Last week marked the end of DC’s Summer Youth Employment Program (SYEP) program, which meant 17 young people wrapped up a six-week Culinary Arts intensive with LAYC’s Food & Nutrition Program.

Youth spent the summer at LAYC honing their cooking skills, learning about work opportunities in the food industry, and exploring foods from different cultures. They’ve also written blog entries to share what they’ve been up to; you can check out our previous posts herehere, and here.

The fifth week of the program gave youth an opportunity to learn about Latin American food and to dive into their final projects, developing a cookbook where each young person highlights a recipe that is meaningful to them.

D’Andre writes:

“Last week was a fun week for us at LAYC. On Monday, we had a presentation from our Latina group members, where they told us more about their ethnic background. On Tuesday, we made pupusas and catered an event for Hola Cultura. On Wednesday, some people worked on their final project cookbook pages and others cooked their final project recipes. Thursday was more of the same as Wednesday; me and a couple of others were cooking our final project recipes and we had fun doing it. Also, we had a guest chef named Benjamin from Carlos Rosario, who taught us how to cook “camarones con tomate” two ways: restaurant-style and how you would cook it at home. On Friday, my group and a couple other groups went to a beach and we had a cookout; it was really fun.”

You can read more about the pupusa-making for Hola Cultura in an article they wrote about our program here.

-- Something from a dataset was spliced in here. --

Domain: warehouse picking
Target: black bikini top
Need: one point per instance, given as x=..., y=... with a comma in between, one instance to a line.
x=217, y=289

The final week of the program was a chance for youth to reflect on their summer experience and celebrate all that they had accomplished.

Jonae’ writes:

“This week is our last week, so we focused on wrapping up the program. My experience in LAYC’s Food & Nutrition Program has been a challenge because it pushed me out my comfort zone. This program taught me the importance of exploring different cultures and expanding my taste buds to many different cuisines. I am a very picky child so this was so hard for me but, if it wasn’t for the staff pushing me to explore, I probably would never have known I would like something other than southern cuisine. I really enjoyed myself; this program really opened my mind. I made plenty of good friends and I got the opportunity to meet such great chefs. Within this last week, we learned a lot and even decided to use the leftover food that we didn’t use throughout the program to create different dishes out of it. This made me realize how much food my family and I waste in a month that we can actually use to make a nutritious meal and save money. “

It’s been an amazing summer, and the cooking doesn’t end here. This fall there will be brand new cooking and nutrition classes popping up across LAYC, so keep an eye out for more young chefs cooking up a storm!